Vegan chili

INGREDIENTS

  • 160 g / 2 cups non-GMO, organic soy mince (TVP)*
  • vegan stock cube or 480 ml / 2 cups veggie stock
  • 2 tbsp / 30 ml oil (I used olive oil)
  • 1 yellow onion, finely chopped
  • 4 large garlic cloves, finely chopped
  • 1 red bell pepper, diced finely
  • 1 jalapeno pepper, deseeded (for less spiciness) diced finely
  • 3 tsp smoky sweet paprika
  • 2½ tsp ground cumin
  • 1 tsp ground coriander
  • 1½ tsp dried oregano
  • ½ tsp ground cinnamon
  • ¼ tsp ground cloves
  • 1/8 tsp ground nutmeg
  • ¼-½ tsp cayenne pepper (optional)
  • 1 tbsp tomato paste
  • 2 x 400 g / 14 oz tins chopped tomatoes
  • 1 fresh (or dried) bay leaf
  • ¾ tsp salt, adjust to taste
  • black pepper, to taste
  • 2 tbsp pumpkin seeds, to serve (optional)
  • 1-2 tsp brown sugar, adjust to taste
  • 2 x 400 g / 14 oz tins red kidney beans
  • cooked brown rice or quinoa, to serve
  • ripe avocado, to serve (optional)
  • vegan yoghurt or sour cream, to serve (optional)
  • fresh coriander / cilantro, chopped (optional)

METHOD

  1. Place the soy TVP in a bowl. Dissolve a stock cube in 2 cups of hot water and pour over the soy TVP. Set aside.
  2. Heat up the oil in a deep frying pan / casserole dish (with a lid). Add chopped onion and fry on a low heat until translucent and lightly caramelised, stirring from time to time.
  3. Add chopped garlic, diced bell pepper and jalapeno pepper (deseeded if you don’t want too much spice).
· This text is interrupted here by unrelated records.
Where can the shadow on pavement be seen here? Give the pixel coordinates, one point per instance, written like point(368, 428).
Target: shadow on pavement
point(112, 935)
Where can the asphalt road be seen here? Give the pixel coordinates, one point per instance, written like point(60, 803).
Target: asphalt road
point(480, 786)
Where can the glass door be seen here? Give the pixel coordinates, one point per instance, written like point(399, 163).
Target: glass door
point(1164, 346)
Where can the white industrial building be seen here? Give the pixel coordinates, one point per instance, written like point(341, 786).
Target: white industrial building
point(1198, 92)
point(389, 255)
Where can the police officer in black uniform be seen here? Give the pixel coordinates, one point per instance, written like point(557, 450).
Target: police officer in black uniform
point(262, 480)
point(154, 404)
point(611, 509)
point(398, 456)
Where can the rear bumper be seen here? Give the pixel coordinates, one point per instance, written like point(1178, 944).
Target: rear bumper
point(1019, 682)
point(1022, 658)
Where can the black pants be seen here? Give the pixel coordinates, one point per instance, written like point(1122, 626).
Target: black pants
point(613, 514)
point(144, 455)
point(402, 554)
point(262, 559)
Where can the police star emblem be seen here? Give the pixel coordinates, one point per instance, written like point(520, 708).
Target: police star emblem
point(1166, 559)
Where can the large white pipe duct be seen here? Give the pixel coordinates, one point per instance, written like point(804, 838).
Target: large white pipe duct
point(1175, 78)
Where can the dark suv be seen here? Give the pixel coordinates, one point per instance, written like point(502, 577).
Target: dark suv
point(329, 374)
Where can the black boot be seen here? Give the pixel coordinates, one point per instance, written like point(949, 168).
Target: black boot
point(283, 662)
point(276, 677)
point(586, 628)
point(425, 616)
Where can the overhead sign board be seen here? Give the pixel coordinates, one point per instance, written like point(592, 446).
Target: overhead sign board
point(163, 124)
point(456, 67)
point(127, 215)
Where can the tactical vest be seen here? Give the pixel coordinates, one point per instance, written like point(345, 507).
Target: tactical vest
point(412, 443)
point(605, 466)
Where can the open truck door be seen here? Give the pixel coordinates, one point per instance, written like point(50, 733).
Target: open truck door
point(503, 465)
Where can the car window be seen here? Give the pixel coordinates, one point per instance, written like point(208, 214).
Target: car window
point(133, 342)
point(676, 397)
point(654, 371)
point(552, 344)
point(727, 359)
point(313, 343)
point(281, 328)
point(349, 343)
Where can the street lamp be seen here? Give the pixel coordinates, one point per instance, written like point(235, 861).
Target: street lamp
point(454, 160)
Keep on stirring frequently until the bell and jalapeno pepper softens completely and the garlic releases its beautiful aroma.
  4. Decrease the flame to low and add all the ground spices to the pan and stir them around well. Fry them off gently for a minute or two, stirring the whole time as they burn easily.
  5. Add the tomato paste to the pan and stir it into the mixture.
  6. Next add in the chopped tomatoes and 2 tins / cans worth of water (I rinse my cans with water and then dump it into the pan), bay leaf, salt and a generous grind of black pepper.
  7. Cover the dish with a lid and allow the sauce to cook on low heat for about 30 minutes.
  8. While the sauce is simmering, heat up a small pan on a medium heat. Add pumpkin seeds and roast them until most of them have popped and split, stirring the whole time. Season with salt and set aside.
  9. After that time, take the lid off, add rehydrated TVP and allow the excess water to cook out slowly so that the sauce thickens.
  10. Once the sauce thickens, taste it and season with more salt (if needed) and a touch of sugar if needed.
  11. Finally, stir in the drained kidney beans just to allow them to heat up.
  12. Serve with cooked quinoa or rice, topped with chopped avocado, a dollop of vegan yogurt, some roasted pumpkin seeds and fresh coriander. This dish tastes even better the day after it has been made, it also freezes well.